以下、コード例です(go)。FileProcessStrategy をインターフェースとして定義し、商品情報の更新と、場所情報の更新をそれぞれ独立した実装をします。
// ファイル処理のインターフェイス
// 各種ファイルの処理を抽象化する
type FileProcessStrategy interface {
Process() error
}
// 商品情報更新用の具体的な処理
// 商品マスタのデータを更新するロジックを含む
type ProductUpdateStrategy struct {}
func (p *ProductUpdateStrategy) Process() error {
// 商品情報の更新処理
// ...
return nil
}
// 場所情報更新用の具体的な処理
// 在庫の場所情報を更新するロジックを含む
type LocationUpdateStrategy struct {}
func (l *LocationUpdateStrategy) Process() error {
// 場所情報の更新処理
// ...
return nil
}
さらに、Usecase(Context役) は、ファイル種別に応じて適切な処理ロジックを動的に切り替えます。
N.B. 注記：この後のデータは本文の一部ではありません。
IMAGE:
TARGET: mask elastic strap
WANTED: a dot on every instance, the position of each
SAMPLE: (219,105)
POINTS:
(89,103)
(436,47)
この構造により、ロジックの変更や追加が容易になります。
type Usecase struct {
strategy FileProcessStrategy
}
func (r *Usecase) Do() {
err := r.strategy.Process()
if err != nil {
// エラー情報をDBに保存する
saveErrorLogToDB(err)
return
}
// ファイル処理成功をDBに保存する
saveSuccessLogToDB()
}
Context と Strategy の役割
-
Context (
Usecase
): ファイル処理の結果を記録し、FileProcessStrategy
の具体的な処理を呼び出します。 -
Strategy (
FileProcessStrategy
): ファイルの種別に応じた具体的な処理を行います。
これにより、新しいファイル種別が必要になったときに、新たな ConcreteStrategy
を実装して Usecase
に渡すだけで機能を拡張できます。
まとめなど
本記事では Strategy パターンの説明と、プロダクトにおける適用例を紹介しました。
パターンによりアルゴリズムが交換可能となり、拡張性、保守性があがる例を示しました。
Strategy パターンは汎用性が高くて、ある処理を交換可能にしようとした場合に、自然とたどり着くパターンかなと個人的には思います。
本記事がなんらかの形で参考になれば幸いです。